We are in a different world from the 1970s. China and Russia are now on very good terms, all the stronger because the West dislikes them both. Vietnam gets on pretty well both with China and its former occupier the United States. Having a non-democratic system of government similar to China and led by a communist party, it does not suffer the opprobrium given to China. And the Sino-American quasi-cooperation has broken down on American initiative. Bilateral relations are tense and continue to worsen, though they are not yet irretrievable.
The Chinese Foreign Minister Wang Yi has already met with his Taliban counterpart Mulla Abdul Ghani Baradar in Tianjin. They appear to have reached a deal that China would assist in Afghanistani development and infrastructure if the Taliban promised not to help terrorism in Xinjiang and elsewhere in China.
On 20 August, Zhou Bo, who now holds a senior academic position at Tsinghua University but was a senior colonel in the People’s Liberation Army from 2003 to 2020, had an article in, of all places, The New York Times. He declared that China was “ready to step into the void left by the hasty U.S. retreat to seize a golden opportunity.” According to Zhou, China “has few qualms about fostering a closer relationship with the Taliban and is ready to assert itself as the most influential outside player in an Afghanistan now all but abandoned by the United States”. He took a very optimistic view, concluding that, though Afghanistan had long been considered a graveyard for conquerors, China came “armed not with bombs but construction blueprints, and a chance to prove the curse can be broken”.
Although Zhou showed himself aware of the issue of terrorism, he may underestimate its long-term danger.
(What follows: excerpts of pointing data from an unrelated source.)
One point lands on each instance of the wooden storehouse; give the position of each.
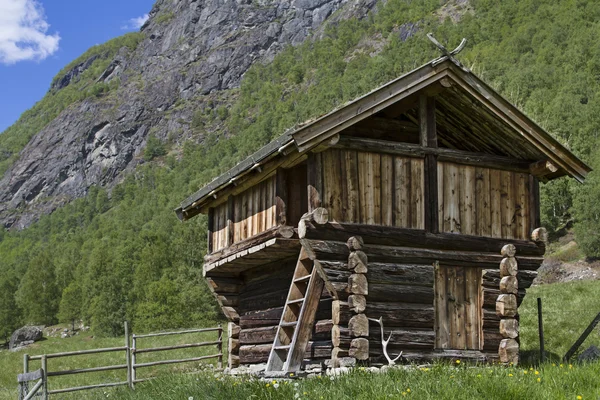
(415, 206)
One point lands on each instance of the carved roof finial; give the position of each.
(448, 55)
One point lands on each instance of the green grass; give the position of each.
(437, 382)
(568, 309)
(12, 363)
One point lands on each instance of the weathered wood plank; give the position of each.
(496, 203)
(483, 202)
(508, 204)
(447, 155)
(390, 254)
(314, 180)
(387, 190)
(396, 236)
(442, 331)
(351, 200)
(406, 315)
(402, 205)
(473, 308)
(417, 189)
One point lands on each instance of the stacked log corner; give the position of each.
(506, 307)
(358, 289)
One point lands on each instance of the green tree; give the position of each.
(9, 311)
(38, 296)
(587, 211)
(70, 304)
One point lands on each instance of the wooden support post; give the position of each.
(233, 335)
(541, 330)
(128, 356)
(220, 347)
(534, 203)
(506, 306)
(45, 377)
(314, 181)
(25, 363)
(281, 197)
(133, 357)
(210, 228)
(582, 338)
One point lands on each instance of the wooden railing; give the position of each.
(131, 352)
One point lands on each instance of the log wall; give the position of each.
(250, 213)
(483, 201)
(261, 301)
(373, 188)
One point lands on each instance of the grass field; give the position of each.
(12, 363)
(568, 309)
(436, 382)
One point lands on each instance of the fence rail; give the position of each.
(130, 362)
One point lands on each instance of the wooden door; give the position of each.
(458, 308)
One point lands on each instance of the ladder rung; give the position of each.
(297, 301)
(302, 279)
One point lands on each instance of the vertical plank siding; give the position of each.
(458, 308)
(372, 188)
(252, 212)
(483, 202)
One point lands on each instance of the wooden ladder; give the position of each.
(297, 319)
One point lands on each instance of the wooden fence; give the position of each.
(131, 366)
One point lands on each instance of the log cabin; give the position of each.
(411, 213)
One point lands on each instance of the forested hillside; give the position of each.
(122, 254)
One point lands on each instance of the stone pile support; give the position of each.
(506, 307)
(358, 288)
(350, 332)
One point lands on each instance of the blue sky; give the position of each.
(39, 37)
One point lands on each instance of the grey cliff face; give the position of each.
(192, 49)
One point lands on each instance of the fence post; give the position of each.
(25, 363)
(128, 354)
(220, 348)
(541, 330)
(44, 378)
(133, 373)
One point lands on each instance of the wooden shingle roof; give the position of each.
(471, 115)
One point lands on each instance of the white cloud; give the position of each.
(134, 23)
(23, 32)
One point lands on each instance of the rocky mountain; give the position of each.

Baradar may not represent all streams of thinking within the Taliban and may not always be as influential as at present. Still, I don’t think we can dismiss the Tianjin agreement. Poverty remains one of the main problems in Afghanistan, with foreign occupation failing to make promised improvements in the economy. Perhaps Chinese investment and infrastructural and economic aid can help drag Afghanistan out of the mire of misery. For myself, I won’t hold my breath, but won’t give up just yet.
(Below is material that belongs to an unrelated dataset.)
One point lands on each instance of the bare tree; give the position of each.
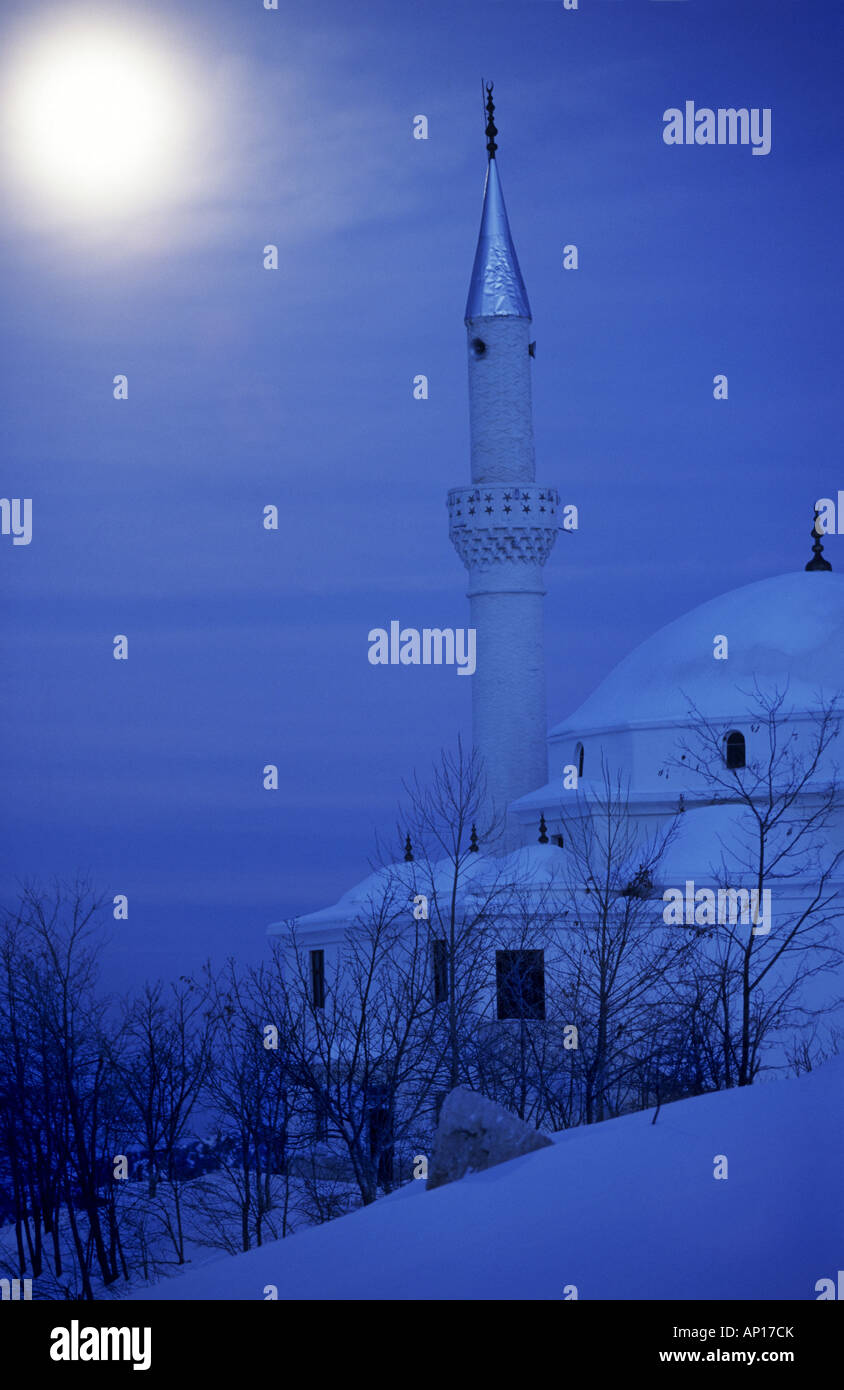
(784, 801)
(615, 952)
We know that terrorists have long been active in the Wakhan Corridor, the area of Afghanistan nearest the short border with China. Their trainees have included Uighurs who are able to cross back into Xinjiang. Baradar agreed not to interfere in China’s internal affairs. That means he, as a Muslim, will not criticize China’s policies in Xinjiang. The United States and Western countries, including Australia, are intensifying their pressure on China over Xinjiang. The irony is that, just as Afghanistan has incentives to help reduce terrorism in Xinjiang, the U.S. is likely to increase hostility both to Afghanistan for pursuing Islamist terrorism and to China, for taking actions aimed against it, but which the West interprets as human rights abuses.
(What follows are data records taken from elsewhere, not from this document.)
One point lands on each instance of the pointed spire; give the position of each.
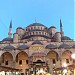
(10, 29)
(60, 23)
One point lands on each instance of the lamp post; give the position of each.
(73, 57)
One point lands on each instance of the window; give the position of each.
(20, 62)
(6, 62)
(67, 60)
(54, 62)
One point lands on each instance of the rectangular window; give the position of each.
(6, 62)
(20, 62)
(67, 60)
(73, 61)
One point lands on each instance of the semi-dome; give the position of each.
(36, 24)
(22, 47)
(7, 39)
(51, 46)
(9, 47)
(73, 46)
(37, 42)
(65, 38)
(39, 54)
(64, 46)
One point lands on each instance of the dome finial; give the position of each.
(35, 20)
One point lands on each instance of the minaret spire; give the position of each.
(61, 29)
(10, 29)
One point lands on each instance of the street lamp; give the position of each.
(73, 57)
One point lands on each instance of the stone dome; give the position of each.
(7, 39)
(64, 46)
(52, 27)
(9, 47)
(51, 46)
(65, 38)
(22, 47)
(37, 42)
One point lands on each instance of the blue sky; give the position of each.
(47, 12)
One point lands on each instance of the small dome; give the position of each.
(51, 46)
(22, 47)
(37, 42)
(9, 47)
(7, 39)
(73, 46)
(64, 46)
(52, 27)
(65, 38)
(29, 36)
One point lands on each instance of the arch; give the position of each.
(7, 58)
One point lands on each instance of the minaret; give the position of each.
(61, 29)
(10, 29)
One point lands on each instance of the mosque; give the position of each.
(36, 47)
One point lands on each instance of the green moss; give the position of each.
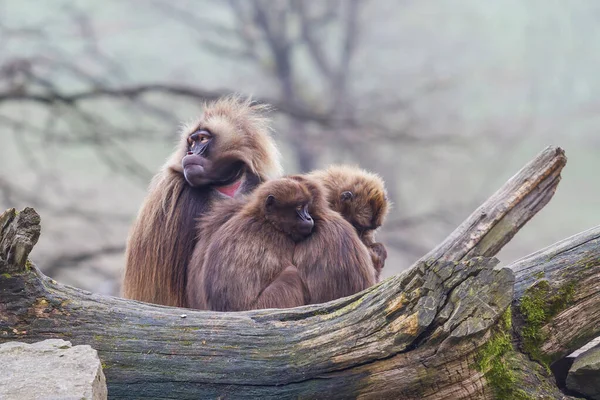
(539, 275)
(492, 362)
(538, 306)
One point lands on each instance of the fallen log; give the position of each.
(440, 330)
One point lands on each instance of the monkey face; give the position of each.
(288, 211)
(208, 163)
(228, 148)
(365, 208)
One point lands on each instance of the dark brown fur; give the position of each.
(242, 264)
(248, 263)
(366, 208)
(164, 235)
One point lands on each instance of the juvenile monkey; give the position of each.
(361, 198)
(332, 261)
(248, 263)
(281, 247)
(224, 154)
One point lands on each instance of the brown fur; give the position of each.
(248, 263)
(163, 237)
(366, 210)
(333, 262)
(243, 264)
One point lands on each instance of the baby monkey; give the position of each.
(249, 261)
(361, 198)
(279, 247)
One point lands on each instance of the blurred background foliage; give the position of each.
(445, 99)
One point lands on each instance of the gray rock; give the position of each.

In the big picture of history, there has been a shift in the strategic balances of power and wealth away from the West, especially the United States, and towards Asia, especially China. Will the U.S. humiliation in Afghanistan intensify the shift? Yes, it certainly will, especially given how badly the West has coped with COVID-19 as compared with China.
How much will it intensify the shift? We don’t know yet, but I suspect the extent will be substantial. After its defeat in Vietnam, the U.S. tried again to recoup its power fortunes through its war on terror following the incidents of September 11, 2001, in New York and Washington. As we know, the resultant wars have all meant nothing but disaster. Meanwhile, the Chinese grew economically and strategically and in terms of international influence. Will the United States try again should a major crisis blow up, for example over Taiwan? Nobody knows, but it seems to me reasonable to ask who can rely on them now, after all that has happened.